Comencini aime les destins qui s’entrechoquent et s’influencent –au point de tordre son film pour le faire aboutir à des séquences qui réunissent, pour des raisons différentes, tous les protagonistes dans le même lieux. A travers ce parti pris scénaristique, A casa nostra sonne juste, notamment par la tenue formidable d’une kyrielle de comédiens généreux qui hantent un Milan froid, souvent montré entre chiens et loups. Même sans intrigue générale, le poids des petites histoires passionne et, dans son genre choral, ce film constitue une formidable réussite.
POLÉMIQUE. La réalisatrice Francesca Comencini définit A casa nostra comme le fruit de son précédent film « Mi piace lavorare » où l’argent et le monde de l’entreprise étaient déjà au centre de l’intrigue ( « Mi piace » est le résultat d’une longue recherche sur le harcèlement, menée avec le plus important syndicat italien). Mais, là où le monde du travail venait détruire la vie de l’héroïne de « J’aime travailler » , l’argent vient ici rassembler plusieurs personnes pour mieux les détruire de l’intérieur : « Dans les deux scripts, il y a la même question de départ : "Quelle est la valeur de la vie dans un monde où le profit est l’unique moteur ?"… Ce questionnement est nécessaire et inévitable car aujourd’hui –comme jamais dans l’Histoire–, la pure et simple recherche du gain n’a été autant le moteur des actions humaines. Je trouve que c’est une situation qui fait peur.
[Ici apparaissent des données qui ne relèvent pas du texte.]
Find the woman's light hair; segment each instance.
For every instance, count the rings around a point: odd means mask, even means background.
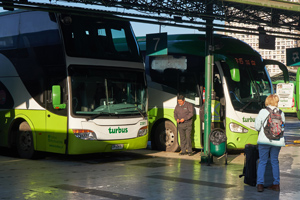
[[[279,97],[276,94],[270,94],[265,101],[265,106],[278,107]]]

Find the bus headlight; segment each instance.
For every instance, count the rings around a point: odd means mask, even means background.
[[[236,133],[248,133],[248,129],[236,124],[236,123],[230,123],[229,124],[230,131],[236,132]]]
[[[91,130],[73,129],[74,135],[82,140],[97,140],[96,134]]]
[[[147,135],[147,133],[148,133],[148,126],[144,126],[140,128],[140,130],[138,131],[138,137]]]

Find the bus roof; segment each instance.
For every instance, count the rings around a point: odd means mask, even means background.
[[[137,37],[141,51],[146,51],[146,37]],[[168,52],[205,56],[205,34],[168,35]],[[247,43],[226,35],[214,35],[214,54],[260,54]]]

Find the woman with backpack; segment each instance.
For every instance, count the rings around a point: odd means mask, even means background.
[[[284,113],[278,108],[279,97],[271,94],[266,98],[265,106],[255,119],[255,129],[259,131],[257,145],[259,164],[257,168],[257,191],[264,191],[264,175],[266,164],[270,157],[273,171],[273,185],[268,189],[280,191],[278,156],[282,146],[285,146],[283,128]]]

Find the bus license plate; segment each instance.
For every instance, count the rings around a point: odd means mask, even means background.
[[[124,148],[124,144],[113,144],[111,146],[111,150],[118,150],[118,149],[123,149]]]

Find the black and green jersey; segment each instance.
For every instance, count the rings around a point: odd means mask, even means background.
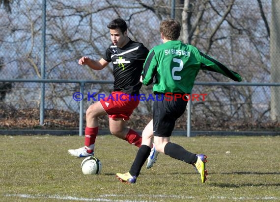
[[[234,81],[242,80],[238,74],[195,47],[180,41],[168,41],[149,52],[142,72],[143,83],[150,84],[155,76],[154,92],[190,94],[200,70],[219,73]]]

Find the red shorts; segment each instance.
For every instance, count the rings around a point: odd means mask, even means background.
[[[109,118],[128,120],[139,104],[139,99],[120,91],[114,91],[99,101]]]

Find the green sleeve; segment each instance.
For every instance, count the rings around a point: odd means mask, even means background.
[[[150,85],[153,82],[153,78],[157,73],[158,62],[155,57],[155,51],[152,49],[148,56],[142,72],[143,84],[145,85]]]
[[[240,82],[242,78],[240,75],[234,72],[223,64],[213,59],[207,55],[200,52],[200,69],[217,72],[228,77],[235,81]]]

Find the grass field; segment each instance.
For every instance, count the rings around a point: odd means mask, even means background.
[[[208,156],[208,180],[190,165],[159,154],[135,184],[120,182],[138,148],[112,135],[99,136],[95,156],[101,174],[85,176],[82,159],[67,150],[84,137],[0,136],[1,202],[280,201],[280,137],[174,136],[171,140]]]

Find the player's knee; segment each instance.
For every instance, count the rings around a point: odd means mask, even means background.
[[[86,111],[85,112],[85,116],[86,116],[87,117],[94,117],[96,116],[96,110],[94,109],[93,106],[90,105],[86,109]]]
[[[162,144],[155,145],[156,150],[159,152],[164,153],[165,145]]]
[[[123,137],[123,130],[119,128],[110,128],[110,132],[111,134],[115,136],[122,138]]]

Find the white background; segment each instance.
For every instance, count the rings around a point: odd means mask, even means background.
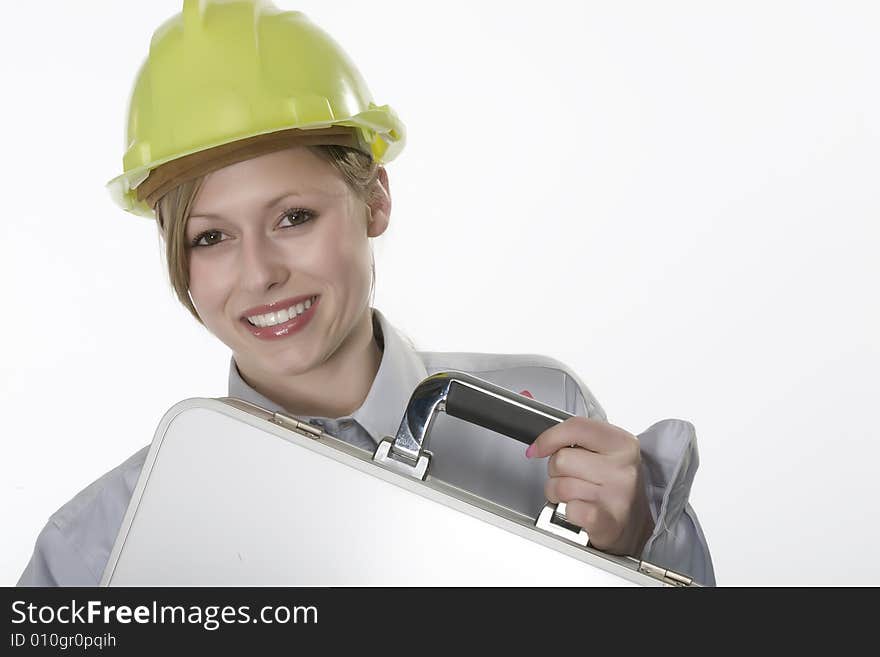
[[[558,358],[633,433],[693,422],[719,584],[880,584],[876,3],[277,4],[407,125],[376,243],[393,323]],[[226,394],[155,226],[104,189],[181,6],[0,22],[2,584],[168,407]]]

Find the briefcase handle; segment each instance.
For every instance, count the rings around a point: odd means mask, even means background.
[[[517,394],[465,372],[437,372],[413,391],[394,441],[383,440],[373,458],[387,466],[423,479],[430,453],[425,449],[434,418],[440,411],[466,422],[497,431],[526,445],[541,433],[564,422],[571,413]],[[396,458],[395,458],[396,457]],[[401,463],[401,460],[405,463]],[[565,517],[564,502],[548,502],[536,526],[579,545],[589,536]]]
[[[439,411],[526,445],[550,427],[573,417],[471,374],[438,372],[423,380],[410,396],[393,452],[408,461],[417,461]]]

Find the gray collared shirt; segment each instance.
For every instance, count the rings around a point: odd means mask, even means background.
[[[409,396],[428,375],[469,372],[569,413],[605,420],[589,389],[564,364],[535,355],[417,351],[388,320],[373,311],[382,360],[364,403],[350,416],[303,417],[328,433],[373,451],[393,436]],[[242,378],[234,359],[229,396],[286,412]],[[694,427],[682,420],[658,422],[638,436],[653,535],[640,555],[698,582],[715,584],[709,548],[688,503],[699,463]],[[522,445],[444,414],[431,432],[431,475],[499,504],[535,516],[544,505],[547,459],[526,459]],[[96,586],[146,459],[149,445],[83,489],[53,513],[37,537],[19,586]]]

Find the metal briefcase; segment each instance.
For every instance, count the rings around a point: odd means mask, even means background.
[[[532,518],[433,478],[441,412],[525,443],[570,417],[443,372],[370,453],[239,399],[181,401],[156,430],[101,585],[695,585],[589,547],[564,504]]]

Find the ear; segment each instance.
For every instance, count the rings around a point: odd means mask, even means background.
[[[388,228],[391,219],[391,192],[388,187],[388,172],[379,167],[379,178],[373,198],[368,204],[370,218],[367,224],[367,237],[379,237]]]

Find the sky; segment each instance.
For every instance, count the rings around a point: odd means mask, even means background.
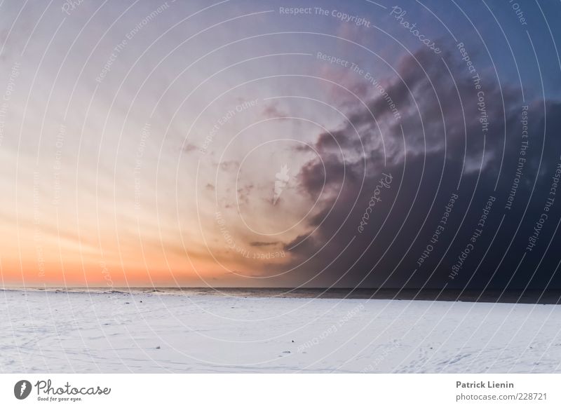
[[[560,288],[560,13],[4,0],[1,285]]]

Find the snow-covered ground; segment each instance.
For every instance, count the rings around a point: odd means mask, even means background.
[[[559,372],[561,306],[0,291],[1,372]]]

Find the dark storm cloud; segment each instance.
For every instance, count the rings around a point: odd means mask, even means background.
[[[528,283],[543,287],[550,280],[559,260],[555,254],[534,271],[559,219],[556,208],[543,228],[539,249],[525,255],[522,271],[514,278],[513,272],[560,161],[561,140],[555,135],[561,131],[561,105],[524,102],[519,89],[499,84],[489,69],[478,72],[481,88],[477,89],[473,74],[453,51],[444,53],[446,64],[425,50],[404,57],[397,67],[399,77],[378,81],[382,90],[364,81],[356,84],[370,88],[365,93],[366,107],[357,102],[349,109],[349,122],[318,136],[314,147],[320,159],[309,161],[298,175],[301,188],[313,200],[323,191],[320,207],[308,220],[313,233],[285,247],[293,257],[292,276],[299,284],[524,287]],[[506,210],[520,157],[524,105],[529,107],[527,161],[513,205]],[[379,191],[360,233],[358,226],[382,173],[391,175],[391,185]],[[448,223],[419,264],[452,194],[459,198]],[[451,268],[469,243],[489,196],[496,200],[481,237],[452,279]],[[478,268],[503,216],[485,267]],[[560,280],[550,285],[559,286]]]

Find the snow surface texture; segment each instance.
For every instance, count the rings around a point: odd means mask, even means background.
[[[560,372],[561,306],[0,291],[1,372]]]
Je ne souhaite à aucun enfant de se retrouver dans un monde pareil ».
Évidemment –dans le contexte politique de l’Italie, où Silvio Berlusconi possède plus de la moitié des moyens de communication, des médias écrits et télé–, ce film sur le fric et la corruption (dont est atteint le système des pouvoirs) a eu bien du mal à se faire. Le financement même du film a été dur à trouver.
D’autant que la polémique s’est étendue dans Milan même, en tant que décors et lieu du tournage : le maire n’a-t-il pas, en effet, déclaré que sa ville était bien plus belle que dans le film –alors qu’il ne l’avait même pas encore visionné ?
ENGAGÉE. « En Italie, on résiste ou on s’écrase », rétorque Francesca Comencini –la cadette, toujours rebelle, d’une famille dont le patriarche Luigi vient de s’éteindre le 6 avril dernier à l’âge de 90 ans : ce formidable metteur en scène, c’était surtout fait connaître par l’Incompris (un des films les plus lacrymogène de l’histoire du mélodrame), le superbe L’Argent de la vieille (une fable d’une verdeur et d’une cruauté sans pareille) ainsi que Pinocchio (six épisodes d’émerveillement pur, réussissant un personnage obstiné et insolent).
Carrière entamée en France, poursuivie en Italie, Francesca Comencini a toujours été portée –elle– par un engagement qui ne s’est jamais démenti. Ainsi, n’a-t-elle pas hésité à participer, avec trente autres cinéastes italiens, à la réalisation du documentaire Carlo Giuliani, ragazzo, sur la sauvagerie policière qui a scandé le Sommet du G8 de Gênes et culminé avec l’assassinat du jeune militant anticapitaliste.